The distance d in miles that can be seen on the surface of the ocean is given by d = 1.6 h, where h
is the height in feet above the surface. How high (to the nearest foot) would a platform have to be to
see a distance of 19.5 miles?
Your formula is wrong. See
http://en.wikipedia.org/wiki/Horizon
There should be a square root sign for the h, or possibly for the 1.6 h.
That source says:
d = 1.323 sqrt(h)
when h is in feet and d is in miles.
Recheck your problem statement.
Once you, "plug in" d = 19.5 miles and calculate h.
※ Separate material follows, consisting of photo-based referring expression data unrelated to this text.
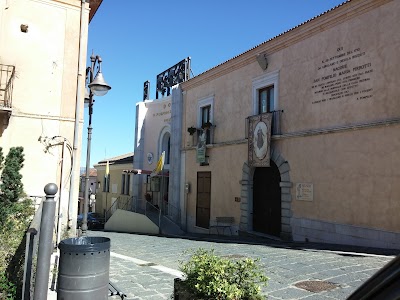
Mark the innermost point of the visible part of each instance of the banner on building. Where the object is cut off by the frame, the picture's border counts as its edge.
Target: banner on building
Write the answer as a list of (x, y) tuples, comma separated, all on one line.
[(160, 165), (259, 140)]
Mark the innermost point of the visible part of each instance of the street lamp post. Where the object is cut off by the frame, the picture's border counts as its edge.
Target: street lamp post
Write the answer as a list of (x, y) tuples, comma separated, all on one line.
[(98, 87)]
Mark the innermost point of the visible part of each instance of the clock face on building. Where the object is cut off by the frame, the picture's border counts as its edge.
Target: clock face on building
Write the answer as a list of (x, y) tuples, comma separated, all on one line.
[(260, 140)]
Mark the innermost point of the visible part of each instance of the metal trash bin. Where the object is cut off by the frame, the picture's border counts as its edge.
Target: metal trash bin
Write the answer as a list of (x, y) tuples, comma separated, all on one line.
[(84, 268)]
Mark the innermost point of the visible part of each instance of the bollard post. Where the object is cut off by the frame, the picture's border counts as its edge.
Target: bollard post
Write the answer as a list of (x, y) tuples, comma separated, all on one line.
[(45, 242)]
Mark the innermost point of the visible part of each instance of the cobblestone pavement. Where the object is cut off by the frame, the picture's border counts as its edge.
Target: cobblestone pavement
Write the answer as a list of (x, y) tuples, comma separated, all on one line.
[(144, 267)]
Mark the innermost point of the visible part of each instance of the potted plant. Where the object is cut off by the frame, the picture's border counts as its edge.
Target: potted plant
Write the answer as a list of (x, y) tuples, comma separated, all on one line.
[(192, 130), (208, 276)]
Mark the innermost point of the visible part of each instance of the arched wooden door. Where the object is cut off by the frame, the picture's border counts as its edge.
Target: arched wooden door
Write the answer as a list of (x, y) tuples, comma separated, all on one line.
[(267, 200)]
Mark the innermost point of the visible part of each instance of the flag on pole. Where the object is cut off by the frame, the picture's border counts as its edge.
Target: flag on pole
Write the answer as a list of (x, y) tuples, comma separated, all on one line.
[(160, 165)]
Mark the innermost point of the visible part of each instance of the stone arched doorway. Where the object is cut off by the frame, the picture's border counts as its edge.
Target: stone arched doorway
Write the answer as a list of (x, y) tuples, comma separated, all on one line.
[(247, 204)]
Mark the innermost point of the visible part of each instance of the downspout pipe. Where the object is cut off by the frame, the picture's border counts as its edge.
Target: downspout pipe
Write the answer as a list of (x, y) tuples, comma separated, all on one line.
[(81, 73)]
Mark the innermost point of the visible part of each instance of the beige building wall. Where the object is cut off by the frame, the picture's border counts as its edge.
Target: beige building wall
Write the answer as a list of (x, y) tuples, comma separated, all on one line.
[(153, 133), (44, 90), (335, 79)]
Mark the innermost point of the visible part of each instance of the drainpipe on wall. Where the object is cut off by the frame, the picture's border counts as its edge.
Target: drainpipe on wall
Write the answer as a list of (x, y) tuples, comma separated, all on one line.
[(81, 60)]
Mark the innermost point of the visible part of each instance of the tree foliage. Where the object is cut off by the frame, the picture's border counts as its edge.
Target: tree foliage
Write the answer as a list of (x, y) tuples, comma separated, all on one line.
[(11, 179)]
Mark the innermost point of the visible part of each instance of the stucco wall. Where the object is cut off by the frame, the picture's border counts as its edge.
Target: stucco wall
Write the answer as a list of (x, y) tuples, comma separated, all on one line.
[(153, 121)]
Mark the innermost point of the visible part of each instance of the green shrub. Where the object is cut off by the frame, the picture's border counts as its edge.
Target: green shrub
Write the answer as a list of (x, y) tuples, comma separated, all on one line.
[(7, 289), (209, 276)]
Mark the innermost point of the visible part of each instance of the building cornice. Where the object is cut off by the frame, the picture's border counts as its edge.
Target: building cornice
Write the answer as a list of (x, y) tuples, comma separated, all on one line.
[(323, 22)]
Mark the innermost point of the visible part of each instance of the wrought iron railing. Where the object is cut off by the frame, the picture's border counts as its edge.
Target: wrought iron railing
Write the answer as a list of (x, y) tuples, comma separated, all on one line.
[(7, 74)]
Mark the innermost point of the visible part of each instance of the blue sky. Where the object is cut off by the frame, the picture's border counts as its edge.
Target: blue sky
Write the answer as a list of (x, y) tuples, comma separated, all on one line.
[(137, 40)]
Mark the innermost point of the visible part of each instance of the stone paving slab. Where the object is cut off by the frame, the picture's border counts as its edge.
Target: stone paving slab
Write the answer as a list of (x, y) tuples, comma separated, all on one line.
[(285, 266)]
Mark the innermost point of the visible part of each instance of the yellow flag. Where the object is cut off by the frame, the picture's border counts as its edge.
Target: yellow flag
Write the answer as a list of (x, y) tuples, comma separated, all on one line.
[(160, 165)]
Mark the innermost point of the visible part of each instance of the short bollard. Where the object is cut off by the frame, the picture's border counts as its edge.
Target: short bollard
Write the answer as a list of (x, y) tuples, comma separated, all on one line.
[(84, 268), (45, 242)]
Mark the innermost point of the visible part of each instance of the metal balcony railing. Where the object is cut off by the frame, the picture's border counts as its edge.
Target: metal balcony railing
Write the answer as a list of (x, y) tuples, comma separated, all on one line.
[(7, 74)]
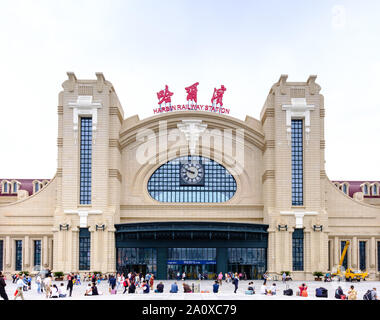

I think you meant √(1.6h).
So you have
√(1.6h) = 19.5
square both sides
1.6h = 19.5^2=380.25
h=237.6'
or 238' to the nearest foot.
To find the height, h, in feet, we can rearrange the equation:
d = 1.6h
Given that the distance, d, is 19.5 miles, we can substitute this value into the equation:
19.5 = 1.6h
To solve for h, we divide both sides of the equation by 1.6:
h = 19.5 / 1.6
Using a calculator, we find:
h ≈ 12.19 feet
Therefore, a platform would have to be approximately 12 feet high to see a distance of 19.5 miles on the surface of the ocean.
To find the height of the platform, we can plug in the given values into the equation d = 1.6h. In this case, we want to find the height (h) when the distance (d) is 19.5 miles.
Substituting the values into the equation:
19.5 = 1.6h
To solve for h, we need to isolate the variable h.
Divide both sides of the equation by 1.6:
19.5 / 1.6 = h
Calculating the division:
h ≈ 12.19 feet
Therefore, to the nearest foot, the platform would have to be approximately 12 feet high to see a distance of 19.5 miles on the surface of the ocean.